Low TX Power when performing frequency hopping

Dear All,

I am trying to implement some frequency hopping schemes in the ISM band
with USRP N210 with RFX 2400 board ( I also tried the same with the SBX
40MHz board). I hop to the next channel (channel seperation : 5MHz)
after
every 6ms (tuning time for RFX board is 250usec) so tuning is not an
issue.
I set max gain (20dB in case of RFX board) and 30 dB in case of (SBX
Board)
and send random modulated (BPSK) bits.

However, I get very low power at the receiver (another USRP, RX gain
20dB)
around -70 to -80 dB 1 meter away from the tx USRP. When I dont perfrom
frequency hopping I get a rx power of -10 dB. I am not able to
understand
why the tx power reduces by such an extent while perfroming fx hopping,
although I give enough settling time.

Also is there any firmware which allows to further increase the tx power
?

Any help to resolve this issue is appreciated.

Best,
Vaibhav
ETH Zurich

Hi Vaibhav,

tuning is an issue, here. The problem is not that you’re only retuning
the LO, the whole signal chain has to be correctly locked in again after
each tune.
If the total bandwidth you’re spanning is less than 40MHz, which is the
baseband bandwidth of the daughterboard’s you’re using, try setting your
LO frequency to the center of that band, and hop via frequency shifting
in the FPGA only[0]. To do that, you’ll need to use tune_request_t[1]
objects rather than simple using the target frequency when tuning using
set_tx_freq in your USRP sink.

Further things of interest: How do you measure the power of a 6ms burst?
How wide is your signal?

Greetings,
Marcus

[0]USRP Hardware Driver and USRP Manual: General Application Notes
[1]USRP Hardware Driver and USRP Manual: uhd::tune_request_t Struct Reference

Hi Vaibhav,

how do you make sure the PSD measures the power in exactly the 6ms
you’re sending in? Or do you continously measure? If the latter: do you
multiply with the duty cycle of each subchannel (ie. when you hop to 10
channels sequentially, each channel would only be used 10% of the time,
and thus, a long observation will only see 10% of power)? Are you
looking at an offline analysis, or at a live updated PSD plot, which
might actually miss a lot of bursts by only looking every
1/updates_per_second ?

I don’t know the T-Mote sky nor the Received Signal Strength Indication
algorithm it uses, so I can’t really say anything about that.

Best regards,
Marcus

Hi Marcus,

I run the uhd_to_file.py on the recording USRP at a sampling rate of
25Mhz
in the frequency range I am hopping in (total bandwidth 40Mhz). I set
the
center frequency as 2.43Ghz so I see band from 2.41 - 2.45 GHz. I than
plot
the recorded file (I plot the PSD and the spectrograph). I check the
peaks
I get at different frequencies which are my transmitted signals ( I make
sure I dont confuse them with other signals or noise present in the
room)
at regular intervals of time. Than i check the peak power of the signal
peak.

The Tmote sky node just reads the RSSI register values of the CC2420
radiop
at a sampling rate of 61Khz (its very low as compared to USRP) but I
just
use it to check the impact of my transmitted signals on these low power
sensor nodes and than plot the recorded values.

Best,
Vaibhav

On Mon, Mar 2, 2015 at 2:09 PM, Marcus Müller [email protected]
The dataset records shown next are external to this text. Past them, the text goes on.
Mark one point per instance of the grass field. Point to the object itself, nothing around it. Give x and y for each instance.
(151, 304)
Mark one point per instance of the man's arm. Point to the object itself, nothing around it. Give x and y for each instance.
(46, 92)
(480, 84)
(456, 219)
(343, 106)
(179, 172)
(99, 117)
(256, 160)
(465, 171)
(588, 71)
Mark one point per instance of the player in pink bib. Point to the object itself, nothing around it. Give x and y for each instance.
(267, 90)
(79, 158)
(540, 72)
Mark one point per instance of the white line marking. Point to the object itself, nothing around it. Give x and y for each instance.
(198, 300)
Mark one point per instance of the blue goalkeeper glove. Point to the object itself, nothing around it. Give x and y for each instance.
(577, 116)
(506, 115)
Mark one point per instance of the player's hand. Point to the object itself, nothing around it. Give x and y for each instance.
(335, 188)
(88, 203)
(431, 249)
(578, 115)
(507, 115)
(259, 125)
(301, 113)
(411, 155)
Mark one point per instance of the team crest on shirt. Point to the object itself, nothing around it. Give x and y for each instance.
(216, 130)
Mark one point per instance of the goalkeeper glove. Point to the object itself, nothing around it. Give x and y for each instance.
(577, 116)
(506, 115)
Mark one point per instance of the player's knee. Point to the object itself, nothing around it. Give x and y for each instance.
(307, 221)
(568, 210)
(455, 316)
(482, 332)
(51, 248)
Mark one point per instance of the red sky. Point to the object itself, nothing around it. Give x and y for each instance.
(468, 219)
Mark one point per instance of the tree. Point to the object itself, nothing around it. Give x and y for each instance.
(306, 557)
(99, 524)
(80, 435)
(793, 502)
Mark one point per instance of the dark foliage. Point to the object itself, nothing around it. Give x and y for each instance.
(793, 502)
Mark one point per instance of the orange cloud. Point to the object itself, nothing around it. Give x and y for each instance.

vaibhav kulkarni wrote in post #1169440:

Dear All,

I am trying to implement some frequency hopping schemes in the ISM band
with USRP N210 with RFX 2400 board ( I also tried the same with the SBX
40MHz board). I hop to the next channel (channel seperation : 5MHz)
after
every 6ms (tuning time for RFX board is 250usec) so tuning is not an
issue.
I set max gain (20dB in case of RFX board) and 30 dB in case of (SBX
Board)
and send random modulated (BPSK) bits.

However, I get very low power at the receiver (another USRP, RX gain
20dB)
around -70 to -80 dB 1 meter away from the tx USRP. When I dont perfrom
frequency hopping I get a rx power of -10 dB. I am not able to
understand
why the tx power reduces by such an extent while perfroming fx hopping,
although I give enough settling time.

Also is there any firmware which allows to further increase the tx power
?

Any help to resolve this issue is appreciated.

Best,
Vaibhav
ETH Zurich

Please @vaibhav kulkarni can you explain how you implemented your
frequency hopping using GRC.

Thanks.

Hi Marcus,

Thanks for your inputs. I tune the frequency as you said :

DEBUG: Received tx_freq mid-burst.
DEBUG: Received tx_freq on start of burst.
DEBUG: Received command: freq
– Tune Request: 2435.000000 MHz
– The RF LO does not support the requested frequency:
– Requested LO Frequency: 2435.500000 MHz
– RF LO Result: 2435.714286 MHz
– Attempted to use the DSP to reach the requested frequency:
– Desired DSP Frequency: -0.714286 MHz
– DSP Result: -0.714286 MHz
– Successfully tuned to 2435.000000 MHz

and the output power has considerable improved (I get around -20dB now)
my
flowgraph (I run it for 2 minutes)

[Vector Source] --> [Packet Encoder] --> [D-BPSK Modulator]–>[Frequency
Hopping Module]–>[USRP Sink]

However, the transmission takes place only for first 15 seconds and than
even If get tuning output, the USRP doesn’t transmit anymore. I have
attached the python file here, in case.
Ay hits why this may occur will be useful.